3. ELISA sanduiche: Nesta técnica, inicia-se com a ligação dos anticorpos de captura à placa de teste seguida da introdução da amostra. Os antígenos específicos a serem detectados na reação ligam-se aos anticorpos de captura inicialmente imobilizados na placa. Segue-se a uma lavagem para remover os não ligantes. Em seguida, os anticorpos conjugados a enzima são inseridos evitando dessa forma que não se sobreponham aos epítopos. Estes segundos anticorpos necessitam, também, serem lavados para remoção daqueles que não ligaram. Essa técnica é utilizada para o teste de terceira geração para detecção do HIV.

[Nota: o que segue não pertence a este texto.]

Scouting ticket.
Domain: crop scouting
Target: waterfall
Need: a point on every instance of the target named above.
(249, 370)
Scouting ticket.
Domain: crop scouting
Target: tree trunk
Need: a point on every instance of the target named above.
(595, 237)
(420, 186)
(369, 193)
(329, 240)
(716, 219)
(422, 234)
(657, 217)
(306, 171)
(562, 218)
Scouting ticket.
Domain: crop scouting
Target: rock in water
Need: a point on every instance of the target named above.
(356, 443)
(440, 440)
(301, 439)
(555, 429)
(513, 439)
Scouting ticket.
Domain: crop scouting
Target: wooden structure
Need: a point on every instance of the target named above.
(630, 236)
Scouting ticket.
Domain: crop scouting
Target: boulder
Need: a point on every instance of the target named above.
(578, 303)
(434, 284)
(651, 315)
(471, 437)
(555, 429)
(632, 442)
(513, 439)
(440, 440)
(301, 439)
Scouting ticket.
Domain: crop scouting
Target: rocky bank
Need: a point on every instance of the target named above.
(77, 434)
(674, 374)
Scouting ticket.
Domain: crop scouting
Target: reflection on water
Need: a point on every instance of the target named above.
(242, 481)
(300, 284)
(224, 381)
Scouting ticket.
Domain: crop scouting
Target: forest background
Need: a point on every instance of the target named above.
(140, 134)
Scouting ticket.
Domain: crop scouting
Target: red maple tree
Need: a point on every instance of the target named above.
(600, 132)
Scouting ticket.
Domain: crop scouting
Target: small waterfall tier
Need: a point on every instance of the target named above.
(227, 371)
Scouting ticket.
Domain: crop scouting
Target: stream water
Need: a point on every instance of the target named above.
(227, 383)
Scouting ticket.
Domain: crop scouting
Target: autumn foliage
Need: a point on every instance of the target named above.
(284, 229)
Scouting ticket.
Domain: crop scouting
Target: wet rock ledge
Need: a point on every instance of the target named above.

4. ELISA competitivo: nesse método, um antígeno marcado compete com o antígeno da amostra pelos sítios de ligação do anticorpo. Por conseguinte, quanto menor a concentração de antígeno na amostra, maior serão as ligações do antígeno marcado ao anticorpo, gerando um sinal de detecção mais forte. Destarte, a detecção de concentração de antígeno na amostra, diferentemente dos outros métodos, será inversamente proporcional, uma vez que ambos os antígenos irão competir pelos mesmos sítios de ligação, aquele que apresentar maior concentração no meio favorecerá essas ligações. Pode ser utilizado para identificar marcadores sorológicos das hepatites A (anti-HAV) e B (anti-HBc e anti-HBe).